Tax-exempt bonds escape the axe and the scalpel in House tax bill

Brett Bolton, VP, Bond Dealers of America
"We are thrilled" that the initial tax draft leaves the tax exemption untouched, said Brett Bolton SVP, Bond Dealers of America. 
BDA

The fate of the municipal bond tax exemption appears secure — at least for now — under the first detailed glimpse of a tax bill released Monday afternoon by the House Ways and Means Committee.

It's the document that the municipal market has been anticipating and worrying about for months. A late January House menu targeted the tax exemption as a potential way to help cover the costs of the sweeping tax package. The possibility set the muni market on edge.

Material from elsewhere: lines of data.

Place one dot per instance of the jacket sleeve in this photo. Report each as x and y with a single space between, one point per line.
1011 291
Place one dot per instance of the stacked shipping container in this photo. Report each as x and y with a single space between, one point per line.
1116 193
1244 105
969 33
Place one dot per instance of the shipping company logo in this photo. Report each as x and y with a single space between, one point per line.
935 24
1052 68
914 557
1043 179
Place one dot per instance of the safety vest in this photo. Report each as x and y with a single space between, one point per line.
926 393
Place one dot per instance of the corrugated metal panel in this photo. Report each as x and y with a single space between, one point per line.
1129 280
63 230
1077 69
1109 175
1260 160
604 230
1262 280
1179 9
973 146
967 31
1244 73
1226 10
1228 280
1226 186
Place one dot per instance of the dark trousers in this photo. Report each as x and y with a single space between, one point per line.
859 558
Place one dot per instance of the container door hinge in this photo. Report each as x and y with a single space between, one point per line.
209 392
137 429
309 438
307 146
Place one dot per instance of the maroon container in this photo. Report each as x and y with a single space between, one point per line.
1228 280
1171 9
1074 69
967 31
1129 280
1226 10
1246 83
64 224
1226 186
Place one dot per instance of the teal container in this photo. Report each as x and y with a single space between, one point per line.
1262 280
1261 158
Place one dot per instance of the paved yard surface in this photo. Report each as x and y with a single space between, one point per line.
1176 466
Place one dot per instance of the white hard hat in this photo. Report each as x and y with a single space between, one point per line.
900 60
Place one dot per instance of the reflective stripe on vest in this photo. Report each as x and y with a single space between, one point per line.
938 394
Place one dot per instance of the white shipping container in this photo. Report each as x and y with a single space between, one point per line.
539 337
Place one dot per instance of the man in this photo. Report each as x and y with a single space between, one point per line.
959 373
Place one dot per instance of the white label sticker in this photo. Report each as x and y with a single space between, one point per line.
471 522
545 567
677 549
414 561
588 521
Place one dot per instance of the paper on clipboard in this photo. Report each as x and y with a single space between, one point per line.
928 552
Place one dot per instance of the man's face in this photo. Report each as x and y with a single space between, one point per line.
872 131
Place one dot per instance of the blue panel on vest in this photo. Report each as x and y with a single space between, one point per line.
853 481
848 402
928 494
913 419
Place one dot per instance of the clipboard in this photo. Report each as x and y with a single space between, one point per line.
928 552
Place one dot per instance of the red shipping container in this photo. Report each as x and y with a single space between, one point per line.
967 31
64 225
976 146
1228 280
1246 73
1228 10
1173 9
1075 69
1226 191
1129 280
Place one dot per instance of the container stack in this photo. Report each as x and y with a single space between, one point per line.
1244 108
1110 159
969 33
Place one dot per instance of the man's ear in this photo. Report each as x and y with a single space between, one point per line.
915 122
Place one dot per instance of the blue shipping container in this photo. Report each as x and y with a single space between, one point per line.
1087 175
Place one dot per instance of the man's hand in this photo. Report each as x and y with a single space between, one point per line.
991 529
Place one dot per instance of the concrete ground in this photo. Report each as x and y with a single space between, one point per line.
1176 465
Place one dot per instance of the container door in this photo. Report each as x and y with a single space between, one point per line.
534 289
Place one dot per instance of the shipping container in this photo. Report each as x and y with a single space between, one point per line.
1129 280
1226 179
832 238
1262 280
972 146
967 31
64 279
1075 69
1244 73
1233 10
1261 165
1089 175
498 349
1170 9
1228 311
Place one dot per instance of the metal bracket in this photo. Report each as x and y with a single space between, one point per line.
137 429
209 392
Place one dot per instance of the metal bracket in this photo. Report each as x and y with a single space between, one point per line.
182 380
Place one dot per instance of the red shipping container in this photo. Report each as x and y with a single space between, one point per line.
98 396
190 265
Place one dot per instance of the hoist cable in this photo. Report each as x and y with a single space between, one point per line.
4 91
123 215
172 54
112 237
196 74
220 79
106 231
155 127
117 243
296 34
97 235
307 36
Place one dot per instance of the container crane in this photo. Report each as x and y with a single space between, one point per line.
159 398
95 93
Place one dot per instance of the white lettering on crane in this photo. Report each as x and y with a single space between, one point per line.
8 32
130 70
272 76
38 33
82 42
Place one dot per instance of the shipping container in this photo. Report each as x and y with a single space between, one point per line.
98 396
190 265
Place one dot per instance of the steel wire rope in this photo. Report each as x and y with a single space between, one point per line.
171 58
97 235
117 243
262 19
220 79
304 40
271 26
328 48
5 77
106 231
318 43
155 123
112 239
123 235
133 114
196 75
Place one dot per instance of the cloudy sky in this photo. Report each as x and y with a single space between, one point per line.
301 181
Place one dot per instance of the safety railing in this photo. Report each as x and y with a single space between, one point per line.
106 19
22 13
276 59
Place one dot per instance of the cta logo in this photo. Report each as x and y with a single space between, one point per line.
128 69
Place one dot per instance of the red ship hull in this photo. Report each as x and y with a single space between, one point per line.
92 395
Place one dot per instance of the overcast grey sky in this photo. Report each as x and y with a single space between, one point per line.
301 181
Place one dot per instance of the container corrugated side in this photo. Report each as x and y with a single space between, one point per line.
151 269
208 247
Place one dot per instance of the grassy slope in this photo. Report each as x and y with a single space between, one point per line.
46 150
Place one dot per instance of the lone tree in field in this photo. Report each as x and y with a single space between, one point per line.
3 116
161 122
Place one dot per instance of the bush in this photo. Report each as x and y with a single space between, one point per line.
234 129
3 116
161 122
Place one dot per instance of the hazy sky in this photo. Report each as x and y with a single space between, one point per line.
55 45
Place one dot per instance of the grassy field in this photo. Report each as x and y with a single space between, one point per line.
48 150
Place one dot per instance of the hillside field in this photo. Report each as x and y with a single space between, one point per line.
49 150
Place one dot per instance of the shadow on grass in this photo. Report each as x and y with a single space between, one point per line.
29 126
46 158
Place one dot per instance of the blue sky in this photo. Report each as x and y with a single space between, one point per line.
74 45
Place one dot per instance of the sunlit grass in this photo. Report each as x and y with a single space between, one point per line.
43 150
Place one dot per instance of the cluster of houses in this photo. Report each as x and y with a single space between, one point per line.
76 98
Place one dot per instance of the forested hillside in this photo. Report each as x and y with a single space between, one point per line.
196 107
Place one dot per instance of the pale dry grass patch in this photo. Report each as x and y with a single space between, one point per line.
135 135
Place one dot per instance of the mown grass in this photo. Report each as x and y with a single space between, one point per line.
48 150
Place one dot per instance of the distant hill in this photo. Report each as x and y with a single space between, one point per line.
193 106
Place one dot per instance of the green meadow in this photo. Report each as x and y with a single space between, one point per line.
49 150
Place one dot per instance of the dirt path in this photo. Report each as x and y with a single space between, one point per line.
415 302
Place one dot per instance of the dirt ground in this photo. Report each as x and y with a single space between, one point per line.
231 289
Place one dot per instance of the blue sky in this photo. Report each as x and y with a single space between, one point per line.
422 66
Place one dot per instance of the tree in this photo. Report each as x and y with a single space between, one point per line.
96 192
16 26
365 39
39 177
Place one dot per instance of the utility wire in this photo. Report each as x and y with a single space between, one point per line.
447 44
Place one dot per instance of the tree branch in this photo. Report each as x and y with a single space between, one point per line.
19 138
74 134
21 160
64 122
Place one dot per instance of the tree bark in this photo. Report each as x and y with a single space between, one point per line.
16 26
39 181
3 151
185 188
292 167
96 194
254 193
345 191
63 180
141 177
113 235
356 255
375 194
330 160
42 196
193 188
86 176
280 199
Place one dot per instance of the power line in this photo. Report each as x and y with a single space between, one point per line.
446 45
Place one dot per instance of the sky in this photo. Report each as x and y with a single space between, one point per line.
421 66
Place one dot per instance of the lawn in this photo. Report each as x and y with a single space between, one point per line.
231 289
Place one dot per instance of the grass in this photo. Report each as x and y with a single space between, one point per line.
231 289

"We are thrilled" that the committee "left the tax exemption untouched in its initial tax draft," said Brett Bolton, vice president of federal legislative and regulatory policy at the Bond Dealers of America.

"However, now is not the time to take the foot off the gas as this is just the starting point to the broader debate with sticky and expensive issues such as SALT yet to be really worked out," Bolton said. "We plan to continue conversations on both sides of the capitol to work to ensure the tax exemption remains untouched throughout this process."

The 389-page legislation will likely change as it moves through the legislative process and over to the Senate. Ways and Means will begin marking up the bill Tuesday afternoon.

In 2017, the Ways and Means Committee print of the Tax Cuts and Jobs Act "contained several threats to the municipal market that did not make it into the final bill," noted JPMorgan in a Monday morning note. That included the elimination of tax-exempt private activity bonds and tax-exempt stadium bonds, both of which were saved in the Senate version, unlike tax-exempt advance refundings, which were permanently eliminated.

The bill would lift the state and local tax deduction cap, which proved to be among the bill's biggest sticking points, to $30,000 from the current $10,000, phased-down for those making more than $400,000. The so-called SALT caucus already said its members would not support the reconciliation bill unless it lifted the cap more than the $30,000 proposal.

The bill calls raising the endowment tax rates for certain universities, boosting it to 7% and up to 21% from 1.4%.

It would increase the debt limit by $4 trillion and features President Donald Trump's campaign promises of no taxes on tips or overtime. It eliminates several tax credits authorized under the Inflation Reduction Act, including the investment and production tax credit programs.

Under budget instructions, the House bill cannot raise the deficit by more than $4 trillion over 10 years unless there are additional cuts.

Ways and Means released its preliminary tax draft Friday night. The bill carries a price tag of around $5 trillion, according to the Joint Committee on Taxation. That's more than the $4.5 trillion allowed under the budget resolution passed in April.